Fortune’s Embrace of NFTs Leads to Combined Take of 429 ETH for pplpleasr Cover Art

The NFT explosion, which began in March 2021, was driven, in part, by mainstream media coverage of NFTs: from high-priced sales to brands experimenting in the space. But mainstream media outlets also jumped into the world of NFTs themselves with a variety of news-related releases, from classic covers to historical news items. A recent effort by Fortune included a group of NFTs based on digital artist Pplpleasr‘s cover for its August/September issue. Though noteworthy for combined sales of 429 ETH, currently valued at $1.3 million, Fortune‘s success with NFTs is also representative of what can happen when mainstream media embraces rather than ridicules emergent cultural efforts.

 

Magazine Covers as NFTs

Magazine covers offer one particularly ripe area of exploration. For example, TIME drew on and updated its history with a series of three NFTs released in March, “including one of the most iconic covers in TIME’s 98-year history, and the first-ever cover designed exclusively as an NFT.” The total take from the three NFTs was $446,000 worth of ETH and became a relatively early indicator that NFTs could be more than a marketing tool and might well become a significant revenue source.

 

Of course, mistakes were made. Forbes claimed in April to be the first to turn a magazine cover into an NFT, reminding one that TIME could have put out a “Fact-Checking Is Dead” cover as well. Such failures during this period were quite common, with many “first-ever” claims from media outlets, pr firms and corporate tweeters that were readily dismissed with a simple Google search.

 

Oddly enough, SPIN, which is now all-digital, announced NFTs in March that “classic covers” were coming soon but it has yet to follow through. It seems to have gotten stuck at the collecting emails stage.

 

Fortune Goes All In

Some media outlet experiments, such as that of the NY Times, were presented with a somewhat baffled “Why Did Someone Pay $560,000 for a Picture of My Column?” perspective. In contrast, Fortune seems to be embracing not only NFTs but the world of blockchain as well. In a recent package of articles covering NFTs, crypto, and DeFi, Fortune showed that a very mainstream media outlet could, in fact, find writers who can understand what’s happening in this new world and can communicate it without the need to crack jokes.

 

Signaling buy-in from the very top, Fortune CEO Alan Murray titled his daily newsletter discussing the package, “Fortune is all in on blockchain.” Fortune‘s approach, and this collection of articles, is an impressive move, and one hopes this quality of coverage continues. But, ironically, its ranking of the NFTy50, which we will probably now see annually, is strongly off the mark, including numerous famous people who would be best described as dabblers in NFT Land.

 

Nevertheless, many key players in the space are included, and the questionable entries are more than balanced out by folks playing essential roles that predate the 2021 boom. One artist on the list, pplpleasr, was commissioned by Fortune to do a striking cover which was subsequently released as an NFT. Fortune also included an autobiographical piece by pplpleasr sharing her journey into the land of crypto, DeFi and NFTs.

 

Fortune‘s NFT Cover Art Sales

Outside of Playboy‘s work with Slimesunday, pplpleasr’s Fortune cover is one of the very few mainstream media NFT projects involving an actual crypto artist. In addition, while the published magazine cover designed by pplpleasr is a static image, the NFTs themselves include livelier variations. 

 

The sale on OpenSea occurred in two parts, with an initial offering of 256 images priced at 1 ETH each, followed by a three-day set of auctions of “three special edition NFTs featuring more in-depth graphics.” Though the auctions encountered a variety of difficulties, including denial of service attacks, the combined sales ultimately totalled 429 ETH, currently valued at $1.3 million.

 

Despite the obstacles to the auctions, Fortune‘s NFT sales were more than a financial success.

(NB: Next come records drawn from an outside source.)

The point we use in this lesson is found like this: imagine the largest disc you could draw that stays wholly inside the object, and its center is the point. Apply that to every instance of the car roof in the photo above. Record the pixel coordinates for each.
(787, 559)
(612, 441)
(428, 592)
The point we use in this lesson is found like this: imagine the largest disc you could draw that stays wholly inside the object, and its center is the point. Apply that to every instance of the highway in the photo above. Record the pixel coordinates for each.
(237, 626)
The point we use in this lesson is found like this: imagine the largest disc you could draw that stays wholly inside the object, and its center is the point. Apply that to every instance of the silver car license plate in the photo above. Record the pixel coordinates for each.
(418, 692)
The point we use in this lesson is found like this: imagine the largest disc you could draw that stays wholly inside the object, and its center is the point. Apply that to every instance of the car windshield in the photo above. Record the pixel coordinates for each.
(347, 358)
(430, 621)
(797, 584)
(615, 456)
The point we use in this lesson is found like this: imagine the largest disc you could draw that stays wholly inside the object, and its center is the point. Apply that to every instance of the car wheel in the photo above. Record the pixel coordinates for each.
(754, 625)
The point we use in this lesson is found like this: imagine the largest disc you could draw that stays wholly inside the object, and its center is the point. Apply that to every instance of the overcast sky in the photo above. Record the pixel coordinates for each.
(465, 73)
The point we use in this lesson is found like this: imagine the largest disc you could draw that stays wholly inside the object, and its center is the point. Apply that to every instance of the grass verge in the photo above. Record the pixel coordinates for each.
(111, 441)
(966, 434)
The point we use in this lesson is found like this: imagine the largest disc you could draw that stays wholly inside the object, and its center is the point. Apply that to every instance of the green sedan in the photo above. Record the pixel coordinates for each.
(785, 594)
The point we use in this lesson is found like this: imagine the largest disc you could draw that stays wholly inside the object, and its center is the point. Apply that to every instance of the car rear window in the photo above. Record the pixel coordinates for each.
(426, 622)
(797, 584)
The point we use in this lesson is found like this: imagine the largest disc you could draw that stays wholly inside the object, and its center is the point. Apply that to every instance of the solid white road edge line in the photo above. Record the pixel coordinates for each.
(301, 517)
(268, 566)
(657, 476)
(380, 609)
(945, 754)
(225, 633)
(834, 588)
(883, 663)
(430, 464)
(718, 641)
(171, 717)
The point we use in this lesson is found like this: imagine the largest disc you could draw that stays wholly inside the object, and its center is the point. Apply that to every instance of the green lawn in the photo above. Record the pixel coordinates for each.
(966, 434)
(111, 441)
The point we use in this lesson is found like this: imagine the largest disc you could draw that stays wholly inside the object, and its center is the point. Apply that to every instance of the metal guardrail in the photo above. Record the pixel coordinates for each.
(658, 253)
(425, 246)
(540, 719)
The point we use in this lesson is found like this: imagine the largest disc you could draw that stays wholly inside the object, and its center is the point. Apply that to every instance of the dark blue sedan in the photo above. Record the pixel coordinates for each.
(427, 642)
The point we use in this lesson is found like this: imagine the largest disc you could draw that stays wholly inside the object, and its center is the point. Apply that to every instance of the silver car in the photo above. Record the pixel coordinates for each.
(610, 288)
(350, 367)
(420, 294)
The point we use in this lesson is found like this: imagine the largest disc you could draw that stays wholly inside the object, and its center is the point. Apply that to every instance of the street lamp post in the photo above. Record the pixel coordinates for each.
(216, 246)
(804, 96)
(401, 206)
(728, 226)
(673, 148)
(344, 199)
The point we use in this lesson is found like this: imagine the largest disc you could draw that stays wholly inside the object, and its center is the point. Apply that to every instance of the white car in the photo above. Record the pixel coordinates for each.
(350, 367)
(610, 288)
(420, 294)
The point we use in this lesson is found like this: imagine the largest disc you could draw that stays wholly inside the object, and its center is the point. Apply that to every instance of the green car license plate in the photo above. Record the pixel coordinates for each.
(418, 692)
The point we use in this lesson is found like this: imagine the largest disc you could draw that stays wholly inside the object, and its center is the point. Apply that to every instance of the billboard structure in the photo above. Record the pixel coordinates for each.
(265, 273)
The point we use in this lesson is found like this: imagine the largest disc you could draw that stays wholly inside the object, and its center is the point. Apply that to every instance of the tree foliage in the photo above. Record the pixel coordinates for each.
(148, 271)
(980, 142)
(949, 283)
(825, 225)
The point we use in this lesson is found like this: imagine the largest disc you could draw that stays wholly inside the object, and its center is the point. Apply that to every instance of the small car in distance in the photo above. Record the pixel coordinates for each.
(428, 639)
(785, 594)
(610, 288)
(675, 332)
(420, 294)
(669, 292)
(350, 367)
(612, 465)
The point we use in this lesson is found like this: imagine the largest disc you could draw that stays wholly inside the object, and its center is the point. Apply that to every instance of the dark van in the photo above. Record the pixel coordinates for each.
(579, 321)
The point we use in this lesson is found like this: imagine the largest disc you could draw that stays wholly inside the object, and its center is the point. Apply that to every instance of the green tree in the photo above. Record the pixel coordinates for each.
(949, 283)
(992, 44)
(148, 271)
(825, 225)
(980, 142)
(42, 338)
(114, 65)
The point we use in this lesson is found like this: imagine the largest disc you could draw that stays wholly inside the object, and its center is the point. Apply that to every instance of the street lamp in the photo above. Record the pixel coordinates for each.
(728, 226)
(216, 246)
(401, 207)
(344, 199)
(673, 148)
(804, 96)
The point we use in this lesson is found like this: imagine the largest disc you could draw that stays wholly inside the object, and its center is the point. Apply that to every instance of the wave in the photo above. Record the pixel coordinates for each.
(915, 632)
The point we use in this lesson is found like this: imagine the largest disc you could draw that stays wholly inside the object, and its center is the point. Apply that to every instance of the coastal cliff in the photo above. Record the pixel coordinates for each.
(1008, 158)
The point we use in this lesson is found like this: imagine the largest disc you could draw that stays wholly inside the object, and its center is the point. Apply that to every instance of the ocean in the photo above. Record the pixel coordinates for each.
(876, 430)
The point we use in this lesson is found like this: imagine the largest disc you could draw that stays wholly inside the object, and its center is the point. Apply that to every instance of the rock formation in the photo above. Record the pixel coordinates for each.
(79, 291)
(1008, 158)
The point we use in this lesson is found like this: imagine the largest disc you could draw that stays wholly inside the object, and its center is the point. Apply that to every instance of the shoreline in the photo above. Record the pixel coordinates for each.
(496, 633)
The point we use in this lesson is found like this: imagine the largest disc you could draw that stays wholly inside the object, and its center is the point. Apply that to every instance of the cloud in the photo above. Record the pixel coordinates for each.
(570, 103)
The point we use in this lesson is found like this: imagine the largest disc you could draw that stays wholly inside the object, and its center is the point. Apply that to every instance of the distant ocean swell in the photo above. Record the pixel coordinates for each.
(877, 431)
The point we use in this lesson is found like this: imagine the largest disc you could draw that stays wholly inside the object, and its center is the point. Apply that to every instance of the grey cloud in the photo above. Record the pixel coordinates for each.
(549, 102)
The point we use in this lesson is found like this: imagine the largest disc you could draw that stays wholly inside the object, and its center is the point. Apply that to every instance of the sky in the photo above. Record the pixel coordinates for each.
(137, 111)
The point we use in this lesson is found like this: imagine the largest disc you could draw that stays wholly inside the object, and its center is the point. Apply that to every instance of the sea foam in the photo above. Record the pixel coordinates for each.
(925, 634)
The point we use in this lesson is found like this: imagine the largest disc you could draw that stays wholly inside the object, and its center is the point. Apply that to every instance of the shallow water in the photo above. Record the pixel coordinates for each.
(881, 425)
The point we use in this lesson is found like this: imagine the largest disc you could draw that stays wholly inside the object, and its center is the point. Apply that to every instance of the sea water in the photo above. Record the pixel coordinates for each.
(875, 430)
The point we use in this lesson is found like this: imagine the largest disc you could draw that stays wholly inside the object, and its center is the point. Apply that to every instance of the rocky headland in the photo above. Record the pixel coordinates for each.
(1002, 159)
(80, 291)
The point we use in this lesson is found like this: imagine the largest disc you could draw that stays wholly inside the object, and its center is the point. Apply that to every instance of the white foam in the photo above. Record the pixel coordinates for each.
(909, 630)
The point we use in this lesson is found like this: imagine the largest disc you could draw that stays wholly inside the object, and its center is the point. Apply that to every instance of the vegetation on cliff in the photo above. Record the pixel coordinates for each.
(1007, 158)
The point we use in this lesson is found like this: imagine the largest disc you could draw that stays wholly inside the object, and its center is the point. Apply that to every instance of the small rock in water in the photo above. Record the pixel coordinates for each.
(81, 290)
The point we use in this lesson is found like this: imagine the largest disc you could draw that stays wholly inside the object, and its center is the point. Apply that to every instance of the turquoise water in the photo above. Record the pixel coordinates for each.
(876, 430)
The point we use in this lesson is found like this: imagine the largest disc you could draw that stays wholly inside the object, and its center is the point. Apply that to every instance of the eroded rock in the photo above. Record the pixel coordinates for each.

The effort demonstrated that NFT artists and mainstream media can work together quite productively, especially since many NFT artists now come from commercial backgrounds in such fields as animation and visual effects, as did pplpleasr. It also revealed that mainstream media outlets can indeed cover NFTs and related topics without condescension and tedious attempts at humour.

 

However, once such coverage becomes mundane, the lasting lesson may be that NFTs offer media companies an opportunity to take a marketing cost center and transform it into a unique revenue center of its own. Given many major media outlets’ successful entry into affiliate content marketing, such as the NY TimesWirecutter, creating NFT commerce operations does not seem much of a stretch. And, in the end, if the often struggling world of media can establish a lucrative new revenue stream, even reluctant editorial staff members are more likely to come around.